Mais ce gigantisme a été réalisé au détriment de la manœuvrabilité. Aussi, pour chasser efficacement le krill et nourrir convenablement son corps immense, la baleine bleue compense-t-elle le manque d’agilité par une bouche encore plus grande, donc un corps encore plus grand. « [La baleine bleue s’est retrouvée] piégée dans un cercle tautologique de spécialisation : il faut qu’elle soit assez grande pour manger assez, pour être grande. […] Le retranchement écologique est devenu un emprisonnement. »

Un géant au pied d'argile

Où l’augmentation de la taille s’arrêtera-t-elle ? « La taille maximum des animaux ne semble pas être limitée par la physiologie, mais plutôt par la disponibilité des proies », souligne Jérôme Goldbogen. Et c’est bien là le problème pour les géants des mers.

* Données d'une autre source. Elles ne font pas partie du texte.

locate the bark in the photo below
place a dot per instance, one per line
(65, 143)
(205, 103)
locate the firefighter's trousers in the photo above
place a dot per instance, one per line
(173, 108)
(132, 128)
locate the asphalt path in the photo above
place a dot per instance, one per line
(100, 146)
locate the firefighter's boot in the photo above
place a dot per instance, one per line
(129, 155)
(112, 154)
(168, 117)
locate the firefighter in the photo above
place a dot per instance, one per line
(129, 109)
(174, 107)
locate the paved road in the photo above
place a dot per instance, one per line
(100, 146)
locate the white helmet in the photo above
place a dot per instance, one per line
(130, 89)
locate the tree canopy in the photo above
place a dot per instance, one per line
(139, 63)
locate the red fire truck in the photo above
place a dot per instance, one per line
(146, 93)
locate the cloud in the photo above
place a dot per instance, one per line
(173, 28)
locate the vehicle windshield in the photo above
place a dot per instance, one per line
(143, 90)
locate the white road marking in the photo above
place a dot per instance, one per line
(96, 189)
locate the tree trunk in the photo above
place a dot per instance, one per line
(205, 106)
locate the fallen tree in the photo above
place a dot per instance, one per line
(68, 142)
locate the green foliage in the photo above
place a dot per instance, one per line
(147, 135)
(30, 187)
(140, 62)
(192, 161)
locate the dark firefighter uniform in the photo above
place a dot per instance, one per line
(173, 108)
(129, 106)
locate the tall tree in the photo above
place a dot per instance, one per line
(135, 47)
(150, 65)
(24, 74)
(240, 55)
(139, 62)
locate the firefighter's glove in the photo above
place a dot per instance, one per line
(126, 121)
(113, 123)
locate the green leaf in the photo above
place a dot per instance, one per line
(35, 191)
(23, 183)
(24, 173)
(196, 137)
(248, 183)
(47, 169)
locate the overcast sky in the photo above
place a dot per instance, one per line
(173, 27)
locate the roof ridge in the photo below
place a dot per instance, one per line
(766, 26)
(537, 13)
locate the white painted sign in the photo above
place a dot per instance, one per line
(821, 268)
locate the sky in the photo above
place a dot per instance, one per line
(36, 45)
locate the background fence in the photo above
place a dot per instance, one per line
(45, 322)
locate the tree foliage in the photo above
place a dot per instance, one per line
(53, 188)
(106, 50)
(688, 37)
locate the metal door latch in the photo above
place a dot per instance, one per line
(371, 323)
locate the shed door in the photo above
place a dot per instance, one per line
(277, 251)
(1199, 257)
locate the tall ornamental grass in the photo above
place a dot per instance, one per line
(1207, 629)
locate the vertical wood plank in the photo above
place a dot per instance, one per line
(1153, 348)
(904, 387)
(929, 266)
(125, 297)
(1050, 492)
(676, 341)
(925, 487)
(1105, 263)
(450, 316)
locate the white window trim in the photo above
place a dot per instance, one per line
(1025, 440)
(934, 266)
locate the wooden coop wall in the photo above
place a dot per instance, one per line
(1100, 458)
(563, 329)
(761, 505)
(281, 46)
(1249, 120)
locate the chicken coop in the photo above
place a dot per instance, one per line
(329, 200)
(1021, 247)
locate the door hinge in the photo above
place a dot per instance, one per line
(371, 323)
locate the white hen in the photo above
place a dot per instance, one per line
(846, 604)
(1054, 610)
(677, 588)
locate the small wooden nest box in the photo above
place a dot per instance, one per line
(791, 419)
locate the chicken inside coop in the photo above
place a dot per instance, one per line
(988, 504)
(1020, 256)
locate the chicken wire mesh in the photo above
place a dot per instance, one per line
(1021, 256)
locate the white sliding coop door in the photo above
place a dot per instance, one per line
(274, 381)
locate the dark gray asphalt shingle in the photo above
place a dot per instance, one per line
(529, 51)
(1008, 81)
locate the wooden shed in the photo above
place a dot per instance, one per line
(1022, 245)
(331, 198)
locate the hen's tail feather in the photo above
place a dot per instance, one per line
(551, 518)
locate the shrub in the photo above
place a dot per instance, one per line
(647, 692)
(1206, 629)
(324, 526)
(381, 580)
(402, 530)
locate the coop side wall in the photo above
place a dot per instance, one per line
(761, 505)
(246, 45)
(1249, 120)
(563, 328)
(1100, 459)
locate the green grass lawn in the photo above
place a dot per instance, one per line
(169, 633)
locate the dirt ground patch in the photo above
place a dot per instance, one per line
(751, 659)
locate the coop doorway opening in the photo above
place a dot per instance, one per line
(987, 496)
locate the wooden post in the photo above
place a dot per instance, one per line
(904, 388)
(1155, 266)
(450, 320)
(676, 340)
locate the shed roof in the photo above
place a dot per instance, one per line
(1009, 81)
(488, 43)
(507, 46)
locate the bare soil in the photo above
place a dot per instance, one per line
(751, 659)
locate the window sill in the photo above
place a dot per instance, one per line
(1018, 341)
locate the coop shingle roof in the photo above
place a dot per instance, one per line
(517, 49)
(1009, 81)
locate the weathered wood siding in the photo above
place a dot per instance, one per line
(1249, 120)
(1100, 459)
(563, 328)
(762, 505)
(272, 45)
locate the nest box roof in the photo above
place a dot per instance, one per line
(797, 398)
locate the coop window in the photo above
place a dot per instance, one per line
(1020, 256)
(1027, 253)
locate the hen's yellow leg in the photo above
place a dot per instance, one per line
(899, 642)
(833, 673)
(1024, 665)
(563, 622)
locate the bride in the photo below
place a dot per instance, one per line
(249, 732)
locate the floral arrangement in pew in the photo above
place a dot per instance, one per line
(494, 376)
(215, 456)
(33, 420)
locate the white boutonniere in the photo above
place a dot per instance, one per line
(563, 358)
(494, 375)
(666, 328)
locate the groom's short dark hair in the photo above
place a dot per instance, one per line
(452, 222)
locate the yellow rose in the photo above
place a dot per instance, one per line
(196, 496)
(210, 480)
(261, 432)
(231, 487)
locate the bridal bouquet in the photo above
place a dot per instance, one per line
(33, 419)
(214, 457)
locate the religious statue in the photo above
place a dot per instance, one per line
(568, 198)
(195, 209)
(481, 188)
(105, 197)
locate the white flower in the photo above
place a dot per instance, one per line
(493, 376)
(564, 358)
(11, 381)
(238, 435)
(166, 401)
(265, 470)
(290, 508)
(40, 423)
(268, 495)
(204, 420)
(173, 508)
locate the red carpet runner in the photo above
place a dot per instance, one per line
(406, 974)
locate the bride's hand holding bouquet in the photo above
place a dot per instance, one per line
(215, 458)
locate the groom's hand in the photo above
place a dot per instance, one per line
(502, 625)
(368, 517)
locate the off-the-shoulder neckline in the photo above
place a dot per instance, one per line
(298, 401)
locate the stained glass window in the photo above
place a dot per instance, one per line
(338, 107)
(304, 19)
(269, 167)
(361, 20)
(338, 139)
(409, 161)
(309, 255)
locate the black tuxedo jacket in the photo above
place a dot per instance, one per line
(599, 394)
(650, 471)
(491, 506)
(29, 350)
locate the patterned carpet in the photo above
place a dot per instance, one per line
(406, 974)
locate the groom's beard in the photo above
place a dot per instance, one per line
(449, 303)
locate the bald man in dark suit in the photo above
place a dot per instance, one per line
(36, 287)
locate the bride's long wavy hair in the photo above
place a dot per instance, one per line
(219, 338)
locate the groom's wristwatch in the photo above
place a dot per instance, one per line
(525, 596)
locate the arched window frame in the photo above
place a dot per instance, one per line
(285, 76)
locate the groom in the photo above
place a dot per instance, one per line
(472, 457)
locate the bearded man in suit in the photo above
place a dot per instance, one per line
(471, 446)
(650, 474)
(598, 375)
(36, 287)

Car une niche écologique aussi poussée que celle du rorqual bleu est à double tranchant. Bien sûr, une si grande taille met à l’abri de la plupart des prédateurs de la planète – si on exclue l’être humain. Mais un tel degré de spécialisation rend l’espèce très sensible aux changements environnementaux. Face à la diminution de zones abondantes en krill (à cause des changements climatiques ou de la surpêche par exemple) et au manque d’accessibilité de ces zones (due notamment à la navigation ou la présence d’engins de pêche), est-ce que le gigantisme des baleines bleues est une stratégie qui peut perdurer ? Nous ne pouvons que l’espérer.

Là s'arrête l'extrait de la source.